As seasonal workers arrive during April and May the population doubles from a mere 25 people to about 50 people. Summer employees work for two air services, a lodge, the National Park Service and the US Fish and Wildlife Service. With the typical small town atmosphere, everybody knows everybody.
A major event for Bettles is the opening of the winter road which connects Bettles to the road system for one to two months every year. During late winter, the snow is plowed from a right-of-way cleared through the spruce forest to create a one-lane road that connects Bettles to the Dalton Highway (also known as the Haul Road) about 40 miles south of Coldfoot.
This connection to the road system is a welcome relief from flying into Fairbanks, which is the only means of going anywhere the rest of the year. Almost everyone makes the five- to six-hour drive into Fairbanks to stock up on groceries, fuel and supplies for the coming year. Shopping for an entire year’s worth of groceries is a shock to the checkbook but it beats paying freight on the airlines which costs around 80 cents a pound. Once spring break-up arrives, the winter road turns to slush and the town is dependent on air transportation once again.
The main reason for Bettles existence today is as a jumping-off point for hikers, rafters and hunters to the Brooks Range, mainly Gates of the Arctic National Park and the Arctic National Wildlife Refuge. However, Bettles’ history hasn’t always been centered on tourism. Bettles began as an airstrip to support airplanes flying to the North Slope and as a stop on the Hickel Highway (an ice road) that brought supplies to the North Slope before the Dalton Highway was built. Now the Hickel Highway is a narrow clearing that acts as a winter trail for snowmachiners and dog mushers to access southern portions of the Brooks Range.
Bettles was a booming town during the hey-day of the oil boom on the North Slope with over a hundred people residing here. There was a school and year-round grocery store. Now the school sits empty since there is only one kid in town and a minimum of ten kids is needed for the school to operate. The grocery store is only open in the summer and occupies half of an ATCO trailer, carrying mainly fresh produce, perishable foods and frozen treats.

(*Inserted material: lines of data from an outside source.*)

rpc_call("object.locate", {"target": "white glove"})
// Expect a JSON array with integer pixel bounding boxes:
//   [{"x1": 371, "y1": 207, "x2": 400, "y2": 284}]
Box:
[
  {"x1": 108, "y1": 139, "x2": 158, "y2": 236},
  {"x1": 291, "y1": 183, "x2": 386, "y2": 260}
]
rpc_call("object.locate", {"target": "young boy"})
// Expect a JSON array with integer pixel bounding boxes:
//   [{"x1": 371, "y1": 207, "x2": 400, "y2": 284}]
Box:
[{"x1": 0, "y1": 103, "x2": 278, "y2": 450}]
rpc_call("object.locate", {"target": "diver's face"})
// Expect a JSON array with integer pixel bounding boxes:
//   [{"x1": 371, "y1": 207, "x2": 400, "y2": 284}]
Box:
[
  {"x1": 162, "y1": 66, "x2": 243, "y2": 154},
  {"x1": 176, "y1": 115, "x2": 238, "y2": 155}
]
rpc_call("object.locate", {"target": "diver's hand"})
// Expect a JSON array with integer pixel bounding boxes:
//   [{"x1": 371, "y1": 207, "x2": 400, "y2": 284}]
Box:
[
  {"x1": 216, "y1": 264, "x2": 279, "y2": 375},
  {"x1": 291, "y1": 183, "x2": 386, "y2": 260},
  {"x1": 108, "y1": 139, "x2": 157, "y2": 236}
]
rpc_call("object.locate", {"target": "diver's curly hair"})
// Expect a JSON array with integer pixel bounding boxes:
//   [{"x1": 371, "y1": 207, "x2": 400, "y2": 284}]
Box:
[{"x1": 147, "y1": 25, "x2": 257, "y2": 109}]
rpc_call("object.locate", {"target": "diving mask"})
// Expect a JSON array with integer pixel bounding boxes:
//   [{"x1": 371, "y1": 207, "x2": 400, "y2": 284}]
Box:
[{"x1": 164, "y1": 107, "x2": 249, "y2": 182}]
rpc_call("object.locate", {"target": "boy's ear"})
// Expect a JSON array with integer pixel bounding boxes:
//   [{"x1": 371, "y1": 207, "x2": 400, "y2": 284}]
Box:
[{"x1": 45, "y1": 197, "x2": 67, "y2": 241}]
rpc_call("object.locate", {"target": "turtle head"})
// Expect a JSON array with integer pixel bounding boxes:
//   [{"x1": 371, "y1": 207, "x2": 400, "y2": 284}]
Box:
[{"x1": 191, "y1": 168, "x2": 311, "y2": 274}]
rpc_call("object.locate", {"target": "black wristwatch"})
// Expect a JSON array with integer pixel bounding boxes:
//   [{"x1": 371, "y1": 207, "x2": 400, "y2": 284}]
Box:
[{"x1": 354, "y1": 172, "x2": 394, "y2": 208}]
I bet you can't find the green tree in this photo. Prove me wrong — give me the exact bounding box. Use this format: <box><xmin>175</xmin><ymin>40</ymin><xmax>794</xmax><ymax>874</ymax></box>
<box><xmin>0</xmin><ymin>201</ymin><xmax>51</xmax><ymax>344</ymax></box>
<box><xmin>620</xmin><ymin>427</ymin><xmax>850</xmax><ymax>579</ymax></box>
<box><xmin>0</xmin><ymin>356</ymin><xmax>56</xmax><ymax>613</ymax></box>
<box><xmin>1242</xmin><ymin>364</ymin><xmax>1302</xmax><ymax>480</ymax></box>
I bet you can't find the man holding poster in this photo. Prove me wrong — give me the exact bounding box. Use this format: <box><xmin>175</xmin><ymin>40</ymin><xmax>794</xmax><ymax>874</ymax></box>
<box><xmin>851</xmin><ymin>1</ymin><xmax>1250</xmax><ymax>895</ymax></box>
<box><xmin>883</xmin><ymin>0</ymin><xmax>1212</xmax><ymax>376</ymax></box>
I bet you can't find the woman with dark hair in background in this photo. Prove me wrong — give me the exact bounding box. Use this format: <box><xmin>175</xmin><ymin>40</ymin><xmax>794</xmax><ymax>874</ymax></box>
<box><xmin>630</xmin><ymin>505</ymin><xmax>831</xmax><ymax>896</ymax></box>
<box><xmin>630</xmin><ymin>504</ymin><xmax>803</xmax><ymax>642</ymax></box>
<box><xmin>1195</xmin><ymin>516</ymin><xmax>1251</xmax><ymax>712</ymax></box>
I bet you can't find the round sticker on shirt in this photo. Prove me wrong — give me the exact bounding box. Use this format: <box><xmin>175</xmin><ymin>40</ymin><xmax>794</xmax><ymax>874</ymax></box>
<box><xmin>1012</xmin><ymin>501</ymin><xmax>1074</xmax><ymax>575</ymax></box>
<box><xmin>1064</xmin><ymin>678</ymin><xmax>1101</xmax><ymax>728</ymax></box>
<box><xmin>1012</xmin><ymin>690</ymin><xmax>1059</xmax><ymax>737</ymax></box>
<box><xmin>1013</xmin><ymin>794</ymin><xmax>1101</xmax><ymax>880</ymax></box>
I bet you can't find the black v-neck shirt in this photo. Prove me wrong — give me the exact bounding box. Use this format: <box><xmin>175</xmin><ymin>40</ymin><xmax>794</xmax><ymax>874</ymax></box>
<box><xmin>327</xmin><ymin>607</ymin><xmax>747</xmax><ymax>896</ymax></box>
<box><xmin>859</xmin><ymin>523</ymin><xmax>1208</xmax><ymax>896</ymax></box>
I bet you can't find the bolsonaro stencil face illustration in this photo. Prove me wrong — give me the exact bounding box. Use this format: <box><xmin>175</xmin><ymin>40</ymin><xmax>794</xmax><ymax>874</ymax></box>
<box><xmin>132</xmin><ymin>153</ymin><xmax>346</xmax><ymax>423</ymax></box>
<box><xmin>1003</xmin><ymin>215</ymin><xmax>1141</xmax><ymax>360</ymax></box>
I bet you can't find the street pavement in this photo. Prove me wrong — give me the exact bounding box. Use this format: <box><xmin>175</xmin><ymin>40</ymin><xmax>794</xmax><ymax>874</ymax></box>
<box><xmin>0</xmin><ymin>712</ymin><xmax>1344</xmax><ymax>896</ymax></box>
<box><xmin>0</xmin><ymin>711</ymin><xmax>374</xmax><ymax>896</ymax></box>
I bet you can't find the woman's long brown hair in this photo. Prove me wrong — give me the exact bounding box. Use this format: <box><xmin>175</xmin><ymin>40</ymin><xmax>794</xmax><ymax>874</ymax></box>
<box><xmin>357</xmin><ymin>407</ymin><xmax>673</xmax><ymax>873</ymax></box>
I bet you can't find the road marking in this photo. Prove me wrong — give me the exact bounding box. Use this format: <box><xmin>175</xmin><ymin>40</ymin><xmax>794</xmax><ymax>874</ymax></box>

Scheduled airplanes come in daily to deliver mail, freight and passengers, with the largest plane carrying nine passengers. As summer comes into full swing, the town becomes a buzz of activity as airplanes constantly come and go under the midnight sun. But as winter descends in late September, the seasonal workers head south to warmer grounds while the hardy residents endure the cold, long, dark winter above the Arctic Circle.